Johnson Mathey v AC Rochester Overseas Corporation

Johnson Mathey v AC Rochester Overseas Corporation


Supreme Court of New South Wales – 13 December 1990


The parties were involved in contractual relationship to supply car parts for installation in motor vehicles manufactured in Australia. The parts were to be coated in Australia to take advantage of Commonwealth government policy which provided financial incentives for motor vehicle manufacturers to use locally produced parts.

On 19 February 1990, ACOC, the defendant, gave notice to JM that the agreement would end as JM had failed in the reasonable opinion of ACOC to be competitive with other suppliers of the coated parts on the basis of price, with all other terms and conditions being equivalent. It was common ground that the competitive prices used by ACOC in forming its opinion were prices of coated parts from sources in the United States.

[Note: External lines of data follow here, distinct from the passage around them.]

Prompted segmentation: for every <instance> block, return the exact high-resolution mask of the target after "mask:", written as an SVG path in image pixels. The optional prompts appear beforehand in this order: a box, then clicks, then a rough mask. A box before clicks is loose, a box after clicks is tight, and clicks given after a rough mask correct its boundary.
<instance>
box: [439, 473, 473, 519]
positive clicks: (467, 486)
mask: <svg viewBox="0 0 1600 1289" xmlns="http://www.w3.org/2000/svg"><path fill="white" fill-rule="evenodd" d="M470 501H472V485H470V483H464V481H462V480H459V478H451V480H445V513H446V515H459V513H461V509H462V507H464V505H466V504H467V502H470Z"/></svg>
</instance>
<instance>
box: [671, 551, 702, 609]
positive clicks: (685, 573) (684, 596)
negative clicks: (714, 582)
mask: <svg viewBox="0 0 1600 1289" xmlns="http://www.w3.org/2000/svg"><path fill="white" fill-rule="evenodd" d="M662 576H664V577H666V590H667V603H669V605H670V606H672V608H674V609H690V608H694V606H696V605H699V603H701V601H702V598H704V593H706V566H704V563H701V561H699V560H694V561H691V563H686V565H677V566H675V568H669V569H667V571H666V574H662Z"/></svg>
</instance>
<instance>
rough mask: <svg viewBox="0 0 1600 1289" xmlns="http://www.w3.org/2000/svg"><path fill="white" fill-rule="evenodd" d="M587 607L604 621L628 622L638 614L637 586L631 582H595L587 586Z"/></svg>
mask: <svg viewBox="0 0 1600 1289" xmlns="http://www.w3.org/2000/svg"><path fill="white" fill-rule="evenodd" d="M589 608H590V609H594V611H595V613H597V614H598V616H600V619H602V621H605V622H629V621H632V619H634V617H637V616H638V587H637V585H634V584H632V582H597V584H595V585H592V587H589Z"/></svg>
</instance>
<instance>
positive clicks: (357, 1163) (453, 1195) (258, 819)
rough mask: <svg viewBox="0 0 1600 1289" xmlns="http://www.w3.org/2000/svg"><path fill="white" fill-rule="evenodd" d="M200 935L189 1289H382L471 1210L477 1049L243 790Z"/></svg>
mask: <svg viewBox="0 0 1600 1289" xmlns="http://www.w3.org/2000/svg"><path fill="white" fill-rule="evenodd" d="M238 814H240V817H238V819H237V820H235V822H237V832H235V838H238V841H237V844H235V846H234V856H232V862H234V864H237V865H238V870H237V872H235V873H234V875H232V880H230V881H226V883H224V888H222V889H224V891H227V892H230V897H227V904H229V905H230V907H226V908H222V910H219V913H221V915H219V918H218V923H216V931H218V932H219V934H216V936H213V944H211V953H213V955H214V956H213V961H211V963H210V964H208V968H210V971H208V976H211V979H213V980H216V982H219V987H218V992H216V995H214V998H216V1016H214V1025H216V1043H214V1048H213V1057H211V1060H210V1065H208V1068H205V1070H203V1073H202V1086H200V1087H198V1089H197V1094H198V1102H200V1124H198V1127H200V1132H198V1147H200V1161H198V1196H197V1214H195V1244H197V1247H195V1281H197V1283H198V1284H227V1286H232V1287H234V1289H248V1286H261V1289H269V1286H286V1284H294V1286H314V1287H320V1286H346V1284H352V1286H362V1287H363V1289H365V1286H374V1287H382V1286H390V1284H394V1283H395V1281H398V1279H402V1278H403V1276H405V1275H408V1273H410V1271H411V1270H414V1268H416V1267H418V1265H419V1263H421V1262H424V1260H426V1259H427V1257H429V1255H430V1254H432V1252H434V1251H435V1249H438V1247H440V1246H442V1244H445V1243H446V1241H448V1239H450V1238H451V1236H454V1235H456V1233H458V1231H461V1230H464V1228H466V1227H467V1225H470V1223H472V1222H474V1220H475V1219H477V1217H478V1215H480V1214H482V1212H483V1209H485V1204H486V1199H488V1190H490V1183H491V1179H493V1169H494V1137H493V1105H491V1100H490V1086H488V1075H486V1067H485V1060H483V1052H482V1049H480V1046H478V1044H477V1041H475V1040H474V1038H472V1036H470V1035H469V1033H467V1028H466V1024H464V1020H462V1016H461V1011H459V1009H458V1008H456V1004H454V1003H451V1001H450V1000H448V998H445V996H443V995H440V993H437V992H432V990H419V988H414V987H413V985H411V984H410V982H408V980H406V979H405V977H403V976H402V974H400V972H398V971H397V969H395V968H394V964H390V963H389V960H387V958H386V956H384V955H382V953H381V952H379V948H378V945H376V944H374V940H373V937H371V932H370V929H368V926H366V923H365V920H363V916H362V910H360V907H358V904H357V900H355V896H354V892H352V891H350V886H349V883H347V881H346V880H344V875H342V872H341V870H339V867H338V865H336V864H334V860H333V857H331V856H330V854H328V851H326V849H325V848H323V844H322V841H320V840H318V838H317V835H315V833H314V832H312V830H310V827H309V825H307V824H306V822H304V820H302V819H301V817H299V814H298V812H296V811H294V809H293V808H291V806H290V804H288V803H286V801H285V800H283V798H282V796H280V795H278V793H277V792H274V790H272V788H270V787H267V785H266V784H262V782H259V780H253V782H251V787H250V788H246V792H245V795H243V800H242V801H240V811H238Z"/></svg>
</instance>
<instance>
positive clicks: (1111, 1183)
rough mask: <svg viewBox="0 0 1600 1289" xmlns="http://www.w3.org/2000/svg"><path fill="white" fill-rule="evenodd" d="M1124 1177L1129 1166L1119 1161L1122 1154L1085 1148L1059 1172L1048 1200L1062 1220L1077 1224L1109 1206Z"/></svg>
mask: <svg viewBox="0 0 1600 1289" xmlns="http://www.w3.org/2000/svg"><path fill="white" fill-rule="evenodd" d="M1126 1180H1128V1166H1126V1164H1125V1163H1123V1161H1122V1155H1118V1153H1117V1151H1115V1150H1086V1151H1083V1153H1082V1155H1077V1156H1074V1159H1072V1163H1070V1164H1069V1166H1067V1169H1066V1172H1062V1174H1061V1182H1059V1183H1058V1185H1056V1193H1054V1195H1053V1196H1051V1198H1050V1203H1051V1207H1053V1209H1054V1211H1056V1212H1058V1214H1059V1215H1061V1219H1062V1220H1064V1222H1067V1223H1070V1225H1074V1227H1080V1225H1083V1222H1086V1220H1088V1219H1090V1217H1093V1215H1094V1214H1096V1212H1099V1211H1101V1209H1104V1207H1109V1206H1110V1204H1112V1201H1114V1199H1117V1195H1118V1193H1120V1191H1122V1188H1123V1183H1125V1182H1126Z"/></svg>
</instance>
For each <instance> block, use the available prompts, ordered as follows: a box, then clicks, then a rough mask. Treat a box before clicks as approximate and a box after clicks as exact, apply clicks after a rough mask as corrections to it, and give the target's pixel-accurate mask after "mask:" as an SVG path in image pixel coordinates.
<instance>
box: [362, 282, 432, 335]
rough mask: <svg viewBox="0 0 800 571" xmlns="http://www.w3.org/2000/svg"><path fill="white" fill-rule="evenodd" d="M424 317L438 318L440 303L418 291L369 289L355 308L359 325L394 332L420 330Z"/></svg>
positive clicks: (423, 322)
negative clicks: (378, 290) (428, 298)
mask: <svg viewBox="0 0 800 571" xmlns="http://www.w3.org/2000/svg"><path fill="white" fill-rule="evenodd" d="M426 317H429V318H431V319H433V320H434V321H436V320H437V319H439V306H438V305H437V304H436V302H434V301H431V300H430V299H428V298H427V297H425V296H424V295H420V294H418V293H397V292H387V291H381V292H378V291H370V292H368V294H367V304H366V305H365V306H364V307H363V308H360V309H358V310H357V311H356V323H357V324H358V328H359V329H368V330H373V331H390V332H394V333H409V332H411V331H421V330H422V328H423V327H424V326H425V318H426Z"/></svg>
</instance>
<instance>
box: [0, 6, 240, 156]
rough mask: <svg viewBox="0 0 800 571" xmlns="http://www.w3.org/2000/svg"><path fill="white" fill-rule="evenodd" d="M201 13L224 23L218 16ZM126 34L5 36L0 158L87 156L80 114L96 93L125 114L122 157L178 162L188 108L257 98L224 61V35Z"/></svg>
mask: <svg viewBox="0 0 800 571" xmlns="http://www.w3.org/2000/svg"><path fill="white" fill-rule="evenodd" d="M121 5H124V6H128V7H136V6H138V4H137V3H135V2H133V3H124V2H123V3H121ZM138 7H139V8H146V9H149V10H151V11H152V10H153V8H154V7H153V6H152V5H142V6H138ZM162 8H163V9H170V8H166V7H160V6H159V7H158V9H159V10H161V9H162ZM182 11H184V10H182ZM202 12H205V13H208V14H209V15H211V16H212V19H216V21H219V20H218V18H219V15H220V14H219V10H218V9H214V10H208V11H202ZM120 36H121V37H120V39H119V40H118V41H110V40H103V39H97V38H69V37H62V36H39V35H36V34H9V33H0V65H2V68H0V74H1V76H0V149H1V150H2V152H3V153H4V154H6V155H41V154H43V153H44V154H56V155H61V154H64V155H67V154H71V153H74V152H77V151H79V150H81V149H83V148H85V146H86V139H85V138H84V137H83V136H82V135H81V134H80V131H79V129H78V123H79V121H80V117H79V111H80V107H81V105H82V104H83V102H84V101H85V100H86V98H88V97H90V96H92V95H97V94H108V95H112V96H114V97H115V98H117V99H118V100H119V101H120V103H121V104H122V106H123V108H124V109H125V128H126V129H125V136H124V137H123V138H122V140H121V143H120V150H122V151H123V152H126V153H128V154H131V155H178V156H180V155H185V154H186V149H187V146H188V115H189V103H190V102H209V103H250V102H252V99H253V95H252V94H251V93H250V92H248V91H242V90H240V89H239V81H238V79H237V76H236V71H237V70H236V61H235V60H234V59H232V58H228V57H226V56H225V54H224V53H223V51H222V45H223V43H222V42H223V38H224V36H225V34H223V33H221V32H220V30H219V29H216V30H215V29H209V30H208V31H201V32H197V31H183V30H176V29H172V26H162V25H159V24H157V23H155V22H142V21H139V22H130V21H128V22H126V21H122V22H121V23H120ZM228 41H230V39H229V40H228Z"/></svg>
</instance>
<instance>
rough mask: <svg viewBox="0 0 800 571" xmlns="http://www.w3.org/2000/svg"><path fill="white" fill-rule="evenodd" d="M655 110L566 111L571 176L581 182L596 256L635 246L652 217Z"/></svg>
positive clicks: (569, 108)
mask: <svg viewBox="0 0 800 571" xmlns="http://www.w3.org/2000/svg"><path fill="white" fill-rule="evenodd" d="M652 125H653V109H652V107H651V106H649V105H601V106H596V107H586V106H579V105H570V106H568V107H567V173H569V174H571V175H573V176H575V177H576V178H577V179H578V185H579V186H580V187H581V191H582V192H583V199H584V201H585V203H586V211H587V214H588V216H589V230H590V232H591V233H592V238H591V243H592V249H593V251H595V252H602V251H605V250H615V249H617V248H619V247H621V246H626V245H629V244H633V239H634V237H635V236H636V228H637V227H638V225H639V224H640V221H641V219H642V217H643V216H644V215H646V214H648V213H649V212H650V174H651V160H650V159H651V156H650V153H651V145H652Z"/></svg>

JM challenged the termination on the basis that it was the only with another supplier of substrate coated in Australia that comparison could be made for the purposes of ACOC’s right to give notice.

Reliance was placed on negotiations between the parties before the contract was entered into to show that ACOC was estopped from denying that the right to terminate was to be made using the prices for Australian coated parts.


Could evidence of pre-contract negotiations to be used to amend the language of the written contract?

Was there an implied term in the contract that the right of ACOC to terminate on the basis of price was to be exercised using the prices for Australian coated parts?